Originally adjoining the former royal palace of the Tuileries, the gardens west of the Louvre museum provides a large open space for Parisians and visitors with beautiful gardens, and various cafés which offer sumptuous sandwiches, salads, snacks, ice-cream, crépes and beverages.

Louvre Museum Gardens
The Jardin des Tuileries is a Beautiful Garden of the Louvre. Bring a Book, Read, Rest Relax in one of the Comfortable Lawn chairs provided.

What I find enjoyable are the garden chairs and benches placed in pleasant sunny or shaded settings all over the park where many visitors relax and read their books or simply watch people strolling by.

The gardens are home to a giant ferris wheel in the west of the Louvre museum beside the Place de la Concorde, and to the south is the Musée de la Orangerie, home to Monet’s water lily paintings, while in the north-west corner is the Galerie nationale du Jeu de Paume, a museum of contemporary art.

The Orangerie Museum Near the Jardin des Tuileries

The Musée de l’Orangerie is an art gallery of impressionist and post-impressionist paintings located on the right bank of the River Seine in the old Orangerie of the Louvre museum.

Originally, the Orangerie after its name, was a greenhouse for the citrus trees of the Renaissance gardens of the Tuileries at the Place de la Concorde in Paris.

The Orangerie Museum houses the Jean Walter and Paul Guillaume Collection and works by Paul Cézanne, Henri Matisse, Claude Monet, Pablo Picasso, Pierre-Auguste Renoir, Henri Rousseau among others.

The museum contains Monet’s eight water-lily paintings, known as the Nympheas. The Orangerie Museum has undergone major restorations.

The paintings are now displayed under direct diffused light as was originally intended by Monet and the walls in the Orangerie Museum have been repainted in shades of purples and violet for this special exhibit.

Click here for more tips about the Louvre and Paris attractions in the 1st Arrondissement.

Arc de Triomphe and Arc de Triomphe du Carrousel

The elegant monument of Arc de Triomphe du Carrousel was built to celebrate Napoleon’s 1805 military victories and stands between the Tuileries garden and the Louvre. It is richly decorated in rose marble on the columns and on the front paneling.

When you stand under the arch, you will have a fantastic view of Paris, stretching in a nine kilometres long linear route in a straight line from the Louvre museum through the Tuileries, past the Obélisque de Luxor at the Place de la Concorde, along the Champs-Elysees, through the Arc de Triomphe (only partially in view from that point) and all the way to the Grand Arche building at La Defense Paris.

Arc de Triomphe du Carrousel at the Louvre
Arc de Triomphe du Carrousel at the Louvre Museum

Called the Grand Axis of Paris — or Voie Triomphale, this is truly a masterpiece of city planning. The Arc de Triomphe du Carrousel is easy to find as you walk around on the grounds of the Louvre.

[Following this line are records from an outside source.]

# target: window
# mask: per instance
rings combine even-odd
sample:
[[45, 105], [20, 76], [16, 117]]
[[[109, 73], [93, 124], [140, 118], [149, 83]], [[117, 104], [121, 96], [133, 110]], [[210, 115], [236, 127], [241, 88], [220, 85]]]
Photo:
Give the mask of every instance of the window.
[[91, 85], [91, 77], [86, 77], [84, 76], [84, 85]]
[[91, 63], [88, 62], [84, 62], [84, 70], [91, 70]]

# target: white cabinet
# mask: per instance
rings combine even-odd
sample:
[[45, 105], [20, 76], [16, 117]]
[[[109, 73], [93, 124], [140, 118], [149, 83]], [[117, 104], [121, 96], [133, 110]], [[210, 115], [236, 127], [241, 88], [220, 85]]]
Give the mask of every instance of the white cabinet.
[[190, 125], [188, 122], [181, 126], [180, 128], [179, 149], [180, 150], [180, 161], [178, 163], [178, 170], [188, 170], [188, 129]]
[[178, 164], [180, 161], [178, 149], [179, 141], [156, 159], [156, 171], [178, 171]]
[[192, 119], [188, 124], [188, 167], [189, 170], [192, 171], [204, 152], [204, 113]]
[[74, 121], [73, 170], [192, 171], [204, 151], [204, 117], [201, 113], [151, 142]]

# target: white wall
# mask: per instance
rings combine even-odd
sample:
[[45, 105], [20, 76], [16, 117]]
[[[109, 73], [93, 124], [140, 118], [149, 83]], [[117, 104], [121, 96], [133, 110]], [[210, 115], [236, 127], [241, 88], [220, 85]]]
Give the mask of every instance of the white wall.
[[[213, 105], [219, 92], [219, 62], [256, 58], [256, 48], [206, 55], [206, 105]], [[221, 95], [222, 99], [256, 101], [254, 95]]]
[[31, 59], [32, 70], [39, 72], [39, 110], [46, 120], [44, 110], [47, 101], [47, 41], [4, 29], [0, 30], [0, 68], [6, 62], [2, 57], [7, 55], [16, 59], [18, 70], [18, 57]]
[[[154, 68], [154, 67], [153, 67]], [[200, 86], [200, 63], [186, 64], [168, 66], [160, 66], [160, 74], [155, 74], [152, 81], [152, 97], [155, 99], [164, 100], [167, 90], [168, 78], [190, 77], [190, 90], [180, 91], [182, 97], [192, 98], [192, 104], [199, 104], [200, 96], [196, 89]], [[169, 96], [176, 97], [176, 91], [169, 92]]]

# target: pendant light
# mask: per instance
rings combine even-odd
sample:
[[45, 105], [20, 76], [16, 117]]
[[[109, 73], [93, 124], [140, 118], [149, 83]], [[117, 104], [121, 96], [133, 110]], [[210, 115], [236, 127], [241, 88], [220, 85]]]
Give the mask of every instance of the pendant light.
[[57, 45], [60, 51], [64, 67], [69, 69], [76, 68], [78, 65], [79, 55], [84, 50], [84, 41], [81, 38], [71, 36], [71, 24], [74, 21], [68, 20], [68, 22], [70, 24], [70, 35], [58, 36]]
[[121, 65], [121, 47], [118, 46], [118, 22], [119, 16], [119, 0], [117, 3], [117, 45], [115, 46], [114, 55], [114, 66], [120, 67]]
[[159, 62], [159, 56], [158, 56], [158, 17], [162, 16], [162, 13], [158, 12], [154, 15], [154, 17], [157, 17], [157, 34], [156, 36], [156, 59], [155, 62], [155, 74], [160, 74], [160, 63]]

The more famous Arc de Triomphe (also known as Arc de Triomphe de l’Étoile which means the Star) was designed in the same year, but is twice as big and took 30 years longer to build.

The Famous Arc de Triomphe

This great Parisian monument is located in the middle of a square called Place Charles de Gaulle (originally Place de l’Étoile) at the west end of the grand tree-lined boulevard Champs-Élysées.

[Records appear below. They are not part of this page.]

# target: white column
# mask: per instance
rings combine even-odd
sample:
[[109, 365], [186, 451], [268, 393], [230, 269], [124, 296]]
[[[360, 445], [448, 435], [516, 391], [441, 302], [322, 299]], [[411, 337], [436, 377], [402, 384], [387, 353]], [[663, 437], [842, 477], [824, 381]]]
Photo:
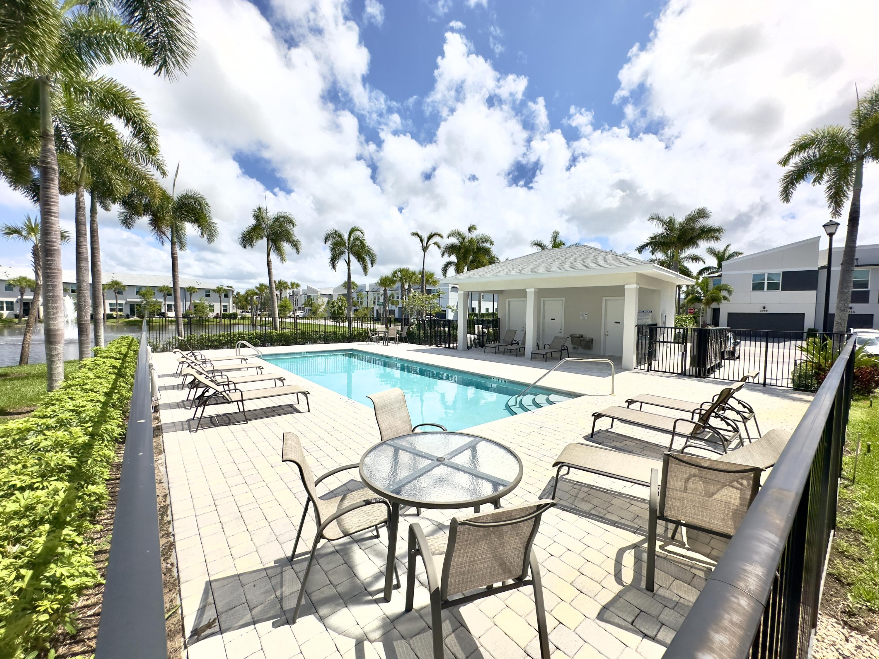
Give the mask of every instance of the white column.
[[470, 316], [467, 293], [458, 288], [458, 350], [467, 350], [467, 320]]
[[525, 289], [525, 358], [528, 361], [531, 361], [531, 351], [537, 341], [537, 313], [534, 311], [537, 290]]
[[638, 285], [626, 284], [626, 301], [622, 312], [622, 370], [635, 368], [637, 346]]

You can easily walk from the Louvre to the Arc de Triomphe on the Champs-Elysees. This is a fantastic strip with great shopping stores and famous bistrots and restaurants which line the boulevard.

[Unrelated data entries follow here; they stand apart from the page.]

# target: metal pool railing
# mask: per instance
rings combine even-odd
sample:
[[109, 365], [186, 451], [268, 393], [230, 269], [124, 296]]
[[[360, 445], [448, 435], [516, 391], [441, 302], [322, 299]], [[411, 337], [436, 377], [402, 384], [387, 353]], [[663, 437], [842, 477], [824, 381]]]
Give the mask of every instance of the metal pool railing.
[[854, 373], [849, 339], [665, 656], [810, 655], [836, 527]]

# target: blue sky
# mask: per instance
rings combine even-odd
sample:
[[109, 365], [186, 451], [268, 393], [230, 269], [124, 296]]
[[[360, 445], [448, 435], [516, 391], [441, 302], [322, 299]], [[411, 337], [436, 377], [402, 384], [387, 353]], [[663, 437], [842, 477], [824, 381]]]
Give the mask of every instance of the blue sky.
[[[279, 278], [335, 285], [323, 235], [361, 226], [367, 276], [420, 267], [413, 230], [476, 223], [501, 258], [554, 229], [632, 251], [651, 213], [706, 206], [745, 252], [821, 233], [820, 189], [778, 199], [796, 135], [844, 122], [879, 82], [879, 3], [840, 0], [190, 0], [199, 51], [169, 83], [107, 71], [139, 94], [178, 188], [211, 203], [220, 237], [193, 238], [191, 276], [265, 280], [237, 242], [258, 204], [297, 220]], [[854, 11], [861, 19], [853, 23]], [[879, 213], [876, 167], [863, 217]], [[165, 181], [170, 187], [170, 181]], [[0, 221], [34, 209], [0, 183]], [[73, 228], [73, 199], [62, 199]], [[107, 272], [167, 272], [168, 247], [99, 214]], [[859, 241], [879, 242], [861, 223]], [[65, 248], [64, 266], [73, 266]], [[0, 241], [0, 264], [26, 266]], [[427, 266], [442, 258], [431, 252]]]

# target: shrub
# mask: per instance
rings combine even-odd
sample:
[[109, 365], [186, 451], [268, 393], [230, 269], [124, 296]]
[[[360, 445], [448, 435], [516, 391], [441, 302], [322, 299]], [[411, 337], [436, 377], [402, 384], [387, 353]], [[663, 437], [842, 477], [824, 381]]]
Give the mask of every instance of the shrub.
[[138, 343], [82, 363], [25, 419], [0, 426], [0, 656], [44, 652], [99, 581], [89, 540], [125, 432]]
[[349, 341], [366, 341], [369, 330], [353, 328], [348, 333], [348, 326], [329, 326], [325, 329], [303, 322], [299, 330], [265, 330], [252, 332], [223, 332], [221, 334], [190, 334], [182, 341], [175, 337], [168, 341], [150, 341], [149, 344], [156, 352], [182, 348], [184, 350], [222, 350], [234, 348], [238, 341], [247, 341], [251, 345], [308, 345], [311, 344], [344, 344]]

The Arc de Triomphe is in the middle of an extremely busy intersection and round-about with many lanes of traffic going around it.

Be careful when crossing the lanes.

I have discovered that many visitors to Paris are not aware that you can walk up to the top of the famous Arc de Triomphe.

From the top of this stunning monument are great panoramic views of the City of Light in all directions. Make sure to admire the sculptures and reliefs engraved on the facades of the Arc de Triomphe commemorating important achievements of the Napoleonic era and the French Revolution.